Earlier, Belarusian Foreign Minister Vladimir Makei said that “not a single” Russian soldier remain in the country after the gigantic joint maneuvers of Minsk and Moscow on End of the Ukrainian border.
“Not a single (Russian) soldier or a single unit of military equipment will stay on the territory of Belarus after the exercises with Russia,” Makei told a press conference. in the capital Minsk. He said that the Ministry of Defense and Lukashenko had made this clear.
Russia this week announced the end of some military exercises near the borders of Ukraine, including those in Belarus. But the West remains fearful of a possible attack on Ukraine, saying it has yet to see evidence of real de-escalation.
NATO called Russia’s exercises in Belarus particularly alarming, claiming to have marked a “dangerous” moment for Europe.

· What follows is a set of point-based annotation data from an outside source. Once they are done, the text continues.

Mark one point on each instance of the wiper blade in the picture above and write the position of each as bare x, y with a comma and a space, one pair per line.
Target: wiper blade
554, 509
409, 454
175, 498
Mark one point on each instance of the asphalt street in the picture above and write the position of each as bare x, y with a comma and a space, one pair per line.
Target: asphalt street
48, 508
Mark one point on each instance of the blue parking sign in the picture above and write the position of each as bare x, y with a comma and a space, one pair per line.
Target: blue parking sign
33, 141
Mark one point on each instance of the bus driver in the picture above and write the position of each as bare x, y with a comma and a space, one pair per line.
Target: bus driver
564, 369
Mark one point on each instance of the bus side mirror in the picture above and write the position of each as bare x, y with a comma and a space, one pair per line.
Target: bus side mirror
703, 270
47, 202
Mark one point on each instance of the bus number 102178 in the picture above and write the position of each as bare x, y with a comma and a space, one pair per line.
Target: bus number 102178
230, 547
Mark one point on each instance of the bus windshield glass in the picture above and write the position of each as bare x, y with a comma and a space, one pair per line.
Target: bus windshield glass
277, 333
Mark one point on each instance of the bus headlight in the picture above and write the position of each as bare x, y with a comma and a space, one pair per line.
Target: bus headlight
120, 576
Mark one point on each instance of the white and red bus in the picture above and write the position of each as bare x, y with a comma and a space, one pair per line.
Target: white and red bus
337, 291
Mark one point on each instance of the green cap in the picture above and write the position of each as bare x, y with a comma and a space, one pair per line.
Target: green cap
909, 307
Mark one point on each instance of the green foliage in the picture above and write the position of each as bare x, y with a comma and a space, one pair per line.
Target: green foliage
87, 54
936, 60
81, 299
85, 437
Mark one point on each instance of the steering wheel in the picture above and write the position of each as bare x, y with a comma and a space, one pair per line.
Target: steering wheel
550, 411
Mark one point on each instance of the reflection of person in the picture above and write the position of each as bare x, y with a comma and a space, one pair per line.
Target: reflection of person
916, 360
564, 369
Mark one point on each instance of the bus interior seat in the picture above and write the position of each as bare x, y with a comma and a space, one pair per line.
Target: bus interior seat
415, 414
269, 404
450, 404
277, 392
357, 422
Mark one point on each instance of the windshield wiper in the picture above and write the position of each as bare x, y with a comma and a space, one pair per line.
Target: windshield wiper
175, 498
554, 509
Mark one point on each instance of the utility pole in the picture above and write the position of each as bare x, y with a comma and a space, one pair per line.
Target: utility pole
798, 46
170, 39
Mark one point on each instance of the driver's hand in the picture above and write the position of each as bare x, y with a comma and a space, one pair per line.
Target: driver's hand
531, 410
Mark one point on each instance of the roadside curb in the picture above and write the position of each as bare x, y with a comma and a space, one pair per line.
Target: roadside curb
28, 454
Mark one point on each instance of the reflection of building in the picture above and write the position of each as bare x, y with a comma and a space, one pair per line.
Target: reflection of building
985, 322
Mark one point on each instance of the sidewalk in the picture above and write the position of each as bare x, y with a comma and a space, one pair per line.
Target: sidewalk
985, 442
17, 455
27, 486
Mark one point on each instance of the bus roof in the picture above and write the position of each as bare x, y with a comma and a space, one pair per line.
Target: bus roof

Makei called a phone call between Ukraine and Belarus defense ministers this week as “positive”, saying it had helped “to ease tensions”.
Minsk had told Kiev that “what is happening on the border does not mean that someone plans to transport out an act of aggression.”
“Neither Moscow, nor Minsk, nor Kiev” want war, he said.
Kyiv had also describes the defense call as positive.
Ukraine defense minister said on Wednesday that Kiev military the attaché had visited the exercises in Belarus the day before, and that the Belarusian attache would attend exercises in Western Ukraine on Wednesday.
Belarus, ruled by Lukashenko since 1994, borders both Ukraine and Russia.
Increasingly isolated after violently suppressing mass protests in 2020, Lukashenko has become more dependent on son more grand Russian neighbor for support.
Minsk has often walked a fine line in disputes between Kyiv and Moscow.